Algae are small primitive plants that bear close resemblance to fungi. Pond algae are a normal part of a healthy environment, but they can grow excessively. These plants are commonly seen floating on the surface of a pond.
Unlike most plants, Algae does not have roots or leaves. They often absorb nutrients from elements in the water where they float. Just like most plants, algae utilize sunlight to grow.
There are many kinds of algae, like green, red, brown, and blue-green algae. It is important to be familiar with them because most are harmless, but some blue-green algae (Lyngbya) can produce potent toxins. These toxins are produced inside the cells and stay there as long as the cells are alive. When cells die and break down, toxins can be released into the water.
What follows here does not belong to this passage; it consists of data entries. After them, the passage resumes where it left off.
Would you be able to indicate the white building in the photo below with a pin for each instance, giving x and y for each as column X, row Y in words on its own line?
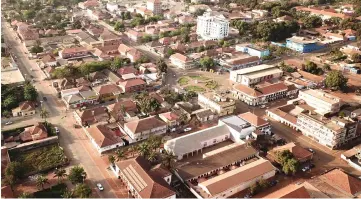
column 155, row 6
column 323, row 102
column 219, row 103
column 253, row 75
column 332, row 132
column 212, row 26
column 141, row 129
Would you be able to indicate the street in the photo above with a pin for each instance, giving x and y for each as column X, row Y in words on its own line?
column 75, row 143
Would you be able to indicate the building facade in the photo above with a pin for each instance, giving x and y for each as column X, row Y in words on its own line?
column 212, row 26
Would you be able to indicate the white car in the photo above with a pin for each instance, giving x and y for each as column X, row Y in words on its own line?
column 187, row 129
column 100, row 186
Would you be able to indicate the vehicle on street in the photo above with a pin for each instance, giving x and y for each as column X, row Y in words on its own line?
column 311, row 150
column 100, row 186
column 187, row 129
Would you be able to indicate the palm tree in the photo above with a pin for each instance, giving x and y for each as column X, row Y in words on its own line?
column 152, row 156
column 44, row 113
column 119, row 154
column 143, row 149
column 111, row 159
column 167, row 158
column 60, row 173
column 41, row 181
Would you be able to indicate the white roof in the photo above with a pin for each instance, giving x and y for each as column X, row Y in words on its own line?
column 192, row 142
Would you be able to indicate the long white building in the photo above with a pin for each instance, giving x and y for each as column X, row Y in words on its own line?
column 212, row 26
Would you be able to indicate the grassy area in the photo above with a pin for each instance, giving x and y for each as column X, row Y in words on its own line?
column 194, row 88
column 199, row 77
column 53, row 192
column 40, row 159
column 183, row 81
column 211, row 84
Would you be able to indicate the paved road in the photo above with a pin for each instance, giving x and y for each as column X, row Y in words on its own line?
column 77, row 146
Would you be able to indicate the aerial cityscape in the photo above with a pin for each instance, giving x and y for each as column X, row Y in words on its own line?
column 181, row 99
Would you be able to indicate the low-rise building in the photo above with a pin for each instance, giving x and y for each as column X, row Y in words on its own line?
column 74, row 53
column 331, row 132
column 141, row 129
column 103, row 138
column 26, row 108
column 220, row 103
column 264, row 93
column 143, row 181
column 302, row 44
column 181, row 61
column 257, row 122
column 256, row 74
column 323, row 102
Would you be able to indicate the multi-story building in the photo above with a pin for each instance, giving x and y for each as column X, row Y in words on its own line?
column 141, row 129
column 303, row 45
column 219, row 103
column 324, row 103
column 212, row 26
column 155, row 6
column 253, row 75
column 332, row 132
If animals drink from algae-infested water, they can ingest the toxins, which poison and possibly kill them.
There are more than 17,300 algae species that have been discovered and possibly thousands more yet to be discovered.
What are the different types of pond algae?
There are six different pond algae types:
- Planktonic Algae
- Filamentus Algae
- Algae Diatoms
- String Algae
Planktonic algae are small microscopic plants, which tend to thrive on the surface of the water. This plant often changes the color of water – pea soup to brown or green. Planktonic algae can regulate the oxygen within your pond, hence if they die off, the fish might die too due to lack of sufficient oxygen. Some planktonic algae species are toxic to humans, livestock or wildlife. Other species can create an odor or change the taste of the water in the pond.
Filamentus algae, commonly known as pond moss or pond scum are a type of pond algae that thrives on the surface of the water and replaces the natural color of the water with green mat-like plants. This plant often grows at the bottom of the pond, and as it ages, rises to the surface. The individual pieces of filamentus algae are a thread-like series of connected cells.
Lyngbya (resistant algae)
Lyngbya algae is a type of blue green pond algae. Just like filamentus algae, this plant begins to develop on the bottom surface of the pond and then grows toward the surface. When it reaches the surface of the pond, it can appear blue green, black or gray. It turns to sponge-like colonies, shielded by mucilage. Since mucilage is highly resistant to chemicals, Lyngbya is very difficult to remove from the ponds.
Pithopora (resistant algae)
Pithopora, also commonly known as horse hair pond algae, is a dark-green algae. This type of pond algae often grows in wide clumps that bear close resemblance to steel wool. The individual filaments consist of widespread branches. Pithopora algae have rapidly regenerating cells which make them grow more quickly. It also starts to develop at the bottom surface of the pond and ultimately grows up to the surface.
The cell walls of this type of pond algae consist of silica; a mineral substance. Diatoms are brown or gray in color and typically grow in colonies. Unlike other types of pond algae that float in water, algae diatoms develop on solid surfaces.
String algae is a type of pond algae that grows in water bodies bordering other plants or rocks. They normally appear as long green hair. Although string algae are not hazardous, they can ruin the natural appearance of the water in the pond.